07/10/2014

By Raj Subramaniam, Executive Vice President, Global Strategy, Marketing and Communications, FedEx Services


MINT. Mexico, Indonesia, Nigeria, Turkey. Or maybe it’s CIVETS. Colombia, Indonesia, Vietnam, Egypt, Turkey, South Africa. Either way, for anyone engaged in international business, ‘CIVETS’ and ‘MINT’ are both increasingly shorthand for taking the long view. Rich with possibilities, these young, vibrant new economies are just starting to flex their muscles, but by 2050 many are projected to make up the top 20 contributors to global GDP.

It is fascinating to scout the potential of these new markets, especially for someone like me who has worked across a number of regions with FedEx. I am curious and interested as to which direction these new markets will move.

In a world that is more connected than ever, UK companies need not feel limited to doing business with countries in their direct vicinity, and can find opportunity in more unexpected overseas markets . Vietnam and Indonesia, for example, typify the strength that nearly all MINT and CIVETS countries share: proximity to a huge market full of potential buyers, abundant natural resources and commodities to sell, as well as a young and increasingly well-educated population that is eager to work, and has money to spend. They are also better connected — both physically and virtually — to the world market.

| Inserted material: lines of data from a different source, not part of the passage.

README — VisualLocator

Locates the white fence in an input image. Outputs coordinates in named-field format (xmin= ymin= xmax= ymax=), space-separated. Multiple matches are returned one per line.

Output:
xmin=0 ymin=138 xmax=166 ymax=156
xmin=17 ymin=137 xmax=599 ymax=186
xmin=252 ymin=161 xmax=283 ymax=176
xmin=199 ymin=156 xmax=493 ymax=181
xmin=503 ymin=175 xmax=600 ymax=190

While internet penetration varies between and within markets, emerging economies are the principal drivers of today’s growth in global internet take-up. For example, internet usage in Nigeria and Vietnam grew from 200,000 users in 2000 to over 48 million and 31 million users respectively in 2012. This kind of change is opening up an abundance of opportunity, providing access to information and a vehicle for commerce. It is allowing businesses of all sizes — from established multi-nationals to budding entrepreneurs — to enter and participate in the world marketplace.

But the internet cannot stand alone. For these new markets to continue down a successful path, the right physical infrastructure must be in place to support meaningful connections among the businesses in that market to consumers all over the world. FedEx stands at the intersection of physical and informational infrastructure required for global commerce. We fully advocate the development of infrastructure in these emerging economies, whether it is the “hard” infrastructure of roads, bridges, ports, airports, power, and internet access, or the soft infrastructure such as liberalisation of trade policy, and an advanced educational environment.

The right investments will yield bright futures for these economies, and the role they can play in the global marketplace, especially when you consider that demographic dividend mentioned earlier. A lot of these markets will have a younger population for a long time, supporting a great new labour force and consuming class. But markets need to support that population with employment, business and educational opportunities.

FedEx continues to invest in new economies through acquisition and organic growth, granting UK businesses better access to new markets, emerging or otherwise. FedEx Express recently acquired Supaswift businesses in southern Africa, reflecting the continent's growing importance to the world economy. Closer to home, in May 2014, FedEx Express announced it had reached a significant milestone in its European growth programme of opening its 100th new station since October 2011. Currently, FedEx customers in Europe benefit from more localised connections to 90 percent of the world's GDP within just one to two business days.

Today, anyone doing business must keep a sharp eye out for new markets just beginning to thrive. Nowadays more than 99% of the world's population resides outside of the United Kingdom [1]. That, plus the slow growth of traditional economic powerhouses and increased global connectivity, means newly emerging markets have greater access, and new opportunities to “grab the torch” for their leg of the race for economic prosperity.